Who doesn’t love the feeling you get after a good workout, when the endorphins hit and make you feel energized? Unfortunately, this feeling doesn’t last forever, and sooner or later your muscles may start feeling sore. But don’t worry, there are ways to avoid soreness and maximize muscle recovery after you’ve been training hard! Here are our favorite tips to help you boost muscle recovery and get back on your feet in no time after your workouts.
Warm up before you start
Warm-up and cool-down are two important phases of any exercise programme that should not be neglected. Giving your body time to warm up before your workout allows you to be more prepared for the physical efforts to come. During warm-up, your breathing, blood flow and heart rate increases, and these adjustments may take a few minutes. Diving right into intense physical exercise without warming up adequately can cause injuries and fatigue. To avoid this, make sure you warm up properly before you start your workout! A good warm-up lasts generally between 5 and 10 minutes, but you can make it longer if you feel the need to. The way you decide to organize your warm-up is up to you: it can be light physical activity (such as walking, jogging, etc.), specific exercises (such as jumping jacks, squats, …), and more.
Cool down when you finish
As for cooling down, it allows your heart rate to return to normal gradually, and may minimize soreness in the following days. Similarly to a warm-up, a cool-down should last from 5 to 10 minutes. As part of your cool-down, you can perform light exercise such as walking for a few minutes after your workout is over, or continue the exercises you were doing during your workout but at a slower pace and lesser intensity. It’s also the best time to stretch your muscles, as they are still warm, which minimizes the risk of injury. Stretching is essential, because it helps relax your muscles and improve flexibility over time. Aim to spend at least 10 minutes gently stretching the muscles you have used during your workout.
Challenge yourself, but learn your limits
Setting challenging goals for yourself is great, but overtraining can cause injuries and undermine your progress. Rather than focusing solely on the number of reps or the speed at which you are going, you should make sure that you are using good technique when performing your exercises. Doing so will protect your muscles from strains or injuries. When you want to take your workout up a notch, make sure to do so gradually, and only when you feel ready. Overall, set up a workout programme that works for you, and be sure to include enough rest days! Listen to your body, and rest when you need to. Doing so will allow you to recharge and give your everything during your next workout!
Switch up your workout routine
You’ve probably heard this before: it’s recommended that you do not work the same muscles two days in a row. This is to let your muscles recover and rebuild after your workout, and that’s how muscles grow! Moreover, this allows you to get creative with your workouts, by switching it up every day when you train a different muscle group. Instead of sticking to the same routine week after week, you should also try different types of exercises, to prepare your muscles for all types of physical effort. Sports like swimming, skiing, rowing, cycling, boxing and running are great to build body strength and exercise your entire body, so try them out if you can!
Have active rest days
Rest days don’t necessarily mean you have to stay in bed or chill on your sofa all day! In fact, light exercise is beneficial for muscle recovery, as it improves blood flow throughout the body, delivering nutrients to your muscles and helping them get rid of waste products. Try to do some light physical activity, such as walking, cycling, swimming, or yoga, on your rest days.

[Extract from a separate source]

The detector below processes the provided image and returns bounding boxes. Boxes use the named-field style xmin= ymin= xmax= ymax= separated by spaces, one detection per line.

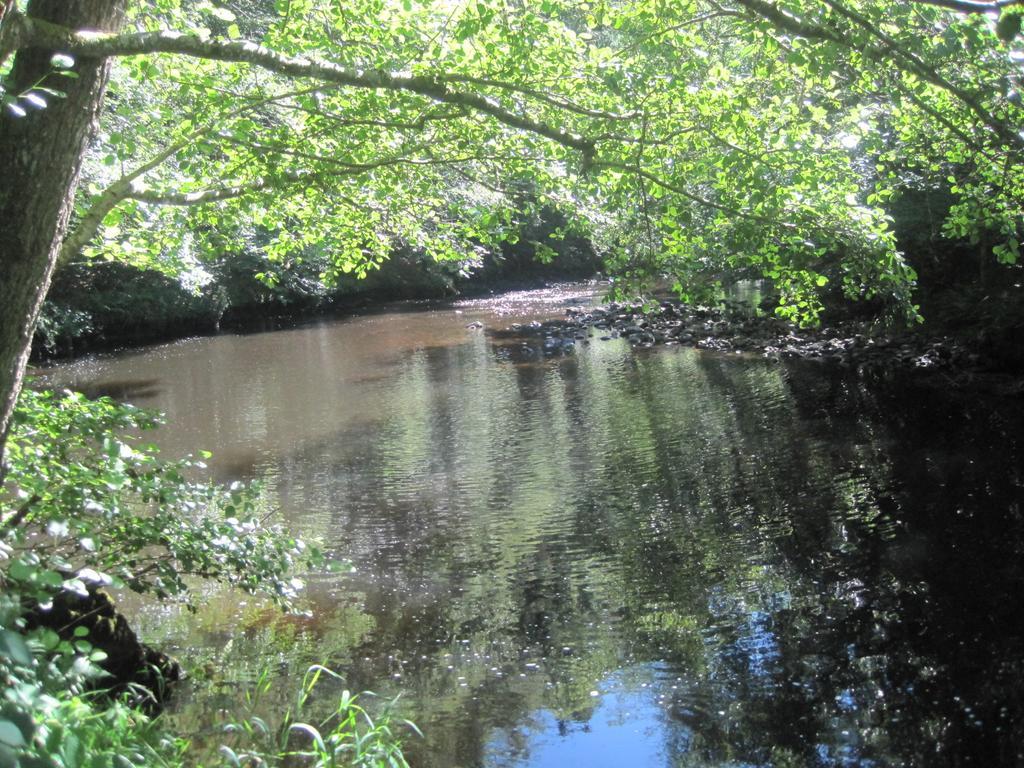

Keep hydrated during and after your workouts
This may not come as a surprise, but good hydration during and after your workout is indeed essential! An adequate hydration is important at all times, but even more so during a physical activity, because your body is losing a lot of fluids through sweat. If you are dehydrated, your athletic performance will decrease, and you’ll be at risk of cramps and fatigue. So make sure you chug on that water to replenish your fluids. And if you want to spice things up a little, you can also go for a sports drink that is suited to your needs.
Feed your body well and get enough protein
Food is what fuels your muscles and your entire body, so having a varied and balanced diet is essential. After a workout, your muscles need to repair and grow stronger, so it’s essential that you feed them the nutrients you need. Make sure to include quality sources of protein and carbs in your diet, to replenish your energy levels and support muscle maintenance and growth. You can check out our selection of tasty snacks and protein powders and shakes that are convenient and easy to integrate into your routine. And remember that your nutrition matters at all times, not just straight after a workout!
To sum it up…
Muscle soreness is sometimes seen as a sign that your workout was effective, but it can be avoided or minimized with a few good habits (and your workout will still be just as effective, we promise!). It’s essential to allow enough time for your muscles to recover and repair after exercising, otherwise you may put yourself at risk of injuries. That recovery period is as important as the time you spend working out if you want to see results and progress towards your goals. So make sure to take some rest days if you want to keep growing stronger and stronger!